Les noms qui circulent
D’autres noms pressentis sur la liste de « dénonciation », ont également circulé dans les milieux politiques. Il s’agit notamment de l’ancien ministre Achraf Rifi, connu pour ses critiques acerbes à l’encontre de M. Hariri à qui il reproche d’avoir pactisé avec le Hezbollah, de Radwan Sayed, professeur et expert en affaires saoudiennes, qui s’est défendu hier d’avoir poignardé M. Hariri dans le dos, du chef des Kataëb, Samy Gemayel, qui a rappelé à son tour son opposition « ouverte et explicite » au gouvernement présidé par M. Hariri « depuis l’élection contestée de Michel Aoun à la présidence de la République ». Sont également pointés du doigt, Farès Souhaid, connu pour ses relations étroites avec les dirigeants saoudiens actuels, et certains responsables du courant du Futur, dont on préfère taire les noms dans les milieux haririens, par souci de préserver l’unité des rangs.

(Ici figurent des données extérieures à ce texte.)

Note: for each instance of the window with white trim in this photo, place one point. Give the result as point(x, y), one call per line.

Bref, ce sont autant de personnalités passibles de faire l’objet d’accusations, ou tout au moins de reproches plus ou moins graves selon les cas, de la part du Premier ministre.
Soucieux toutefois de préserver la stabilité du pays comme il n’a cessé de le marteler depuis quelque temps, et de sauvegarder un tant soit peu la cohésion du gouvernement, le Premier ministre sera probablement appelé à faire le tri dans le tas.

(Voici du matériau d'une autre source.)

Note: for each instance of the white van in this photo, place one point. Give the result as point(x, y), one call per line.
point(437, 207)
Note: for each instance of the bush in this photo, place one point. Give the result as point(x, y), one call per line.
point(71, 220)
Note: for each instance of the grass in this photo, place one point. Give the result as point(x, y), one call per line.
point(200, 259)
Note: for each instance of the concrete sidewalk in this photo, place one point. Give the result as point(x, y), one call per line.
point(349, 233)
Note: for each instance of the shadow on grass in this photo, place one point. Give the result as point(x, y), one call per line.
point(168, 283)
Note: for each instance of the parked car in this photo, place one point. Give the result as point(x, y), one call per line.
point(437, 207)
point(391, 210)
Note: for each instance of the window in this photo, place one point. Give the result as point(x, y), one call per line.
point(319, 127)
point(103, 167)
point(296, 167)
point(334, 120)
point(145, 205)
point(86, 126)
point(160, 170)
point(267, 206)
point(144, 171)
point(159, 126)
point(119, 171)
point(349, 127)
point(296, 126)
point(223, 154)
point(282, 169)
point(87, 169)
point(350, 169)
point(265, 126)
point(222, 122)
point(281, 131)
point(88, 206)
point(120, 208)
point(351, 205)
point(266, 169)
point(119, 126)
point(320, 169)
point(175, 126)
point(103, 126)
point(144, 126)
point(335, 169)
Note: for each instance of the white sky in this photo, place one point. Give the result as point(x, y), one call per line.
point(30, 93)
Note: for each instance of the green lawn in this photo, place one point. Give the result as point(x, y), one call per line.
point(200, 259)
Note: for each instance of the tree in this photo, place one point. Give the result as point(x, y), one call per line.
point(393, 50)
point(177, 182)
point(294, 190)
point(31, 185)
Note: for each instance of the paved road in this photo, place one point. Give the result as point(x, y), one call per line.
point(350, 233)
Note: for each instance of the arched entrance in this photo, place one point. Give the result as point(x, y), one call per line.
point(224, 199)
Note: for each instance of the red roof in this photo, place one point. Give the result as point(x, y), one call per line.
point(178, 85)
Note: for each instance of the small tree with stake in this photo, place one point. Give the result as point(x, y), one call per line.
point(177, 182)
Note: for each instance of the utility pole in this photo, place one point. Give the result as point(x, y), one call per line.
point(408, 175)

« S’il ne souhaite pas se lancer corps et âme dans l’axe iranien et dans les bras du camp représenté par le chef de l’État, M. Hariri devra ménager un tant soit peu ses alliés au sein du gouvernement », commente pour L’OLJ une source proche du courant du Futur dans une allusion claire aux FL. « Les Forces libanaises sont une composante importante au sein du gouvernement où elles sont représentées par des ministres sérieux et aux prestations irréprochables », ajoute un député du bloc du Futur.

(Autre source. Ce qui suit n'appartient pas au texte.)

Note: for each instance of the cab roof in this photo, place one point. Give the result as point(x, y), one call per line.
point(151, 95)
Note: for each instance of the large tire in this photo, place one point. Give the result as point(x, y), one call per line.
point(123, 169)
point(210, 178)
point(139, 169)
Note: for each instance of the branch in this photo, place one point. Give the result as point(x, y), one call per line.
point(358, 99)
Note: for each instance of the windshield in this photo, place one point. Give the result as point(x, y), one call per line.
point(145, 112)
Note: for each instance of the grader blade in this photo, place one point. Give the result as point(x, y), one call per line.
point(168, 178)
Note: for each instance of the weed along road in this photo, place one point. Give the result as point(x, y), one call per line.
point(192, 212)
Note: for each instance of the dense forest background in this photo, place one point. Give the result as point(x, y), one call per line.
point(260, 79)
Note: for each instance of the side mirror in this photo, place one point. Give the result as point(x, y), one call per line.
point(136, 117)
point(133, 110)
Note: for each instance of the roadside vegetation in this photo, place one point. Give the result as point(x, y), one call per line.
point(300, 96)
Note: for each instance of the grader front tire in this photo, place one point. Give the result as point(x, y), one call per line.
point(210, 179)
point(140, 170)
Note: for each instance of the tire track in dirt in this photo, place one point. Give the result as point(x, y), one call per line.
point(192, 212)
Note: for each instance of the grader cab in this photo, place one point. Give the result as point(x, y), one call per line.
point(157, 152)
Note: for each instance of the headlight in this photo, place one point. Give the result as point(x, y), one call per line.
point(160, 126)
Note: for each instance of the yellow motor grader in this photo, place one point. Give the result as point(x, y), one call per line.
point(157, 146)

Ayant fait de la transparence et de la lutte contre la corruption leur cheval de bataille au sein du gouvernement, les ministres FL seront-ils pour autant intimidés par les menaces des révélations que promet de faire le chef du gouvernement ? « Les ministres FL reviendront, jeudi prochain, animés par la même détermination », assure une source au sein du parti.
En promettant des révélations tonitruantes, M. Hariri devra toutefois ménager la chèvre et le chou, à commencer par sa propre formation, qu’il devra mettre à l’abri de tout risque d’effritement, à quelques mois seulement de la tenue des législatives. Il devra également sauver, un tant soit peu, ce qui reste de l’alliance avec son principal allié chrétien, Samir Geagea, ne serait-ce que pour faire avancer les dossiers de toute urgence, à leur tête celui de l’exploration du gaz et du pétrole, et celui des déchets qui figurent en tête de liste à l’ordre du jour du Conseil des ministres.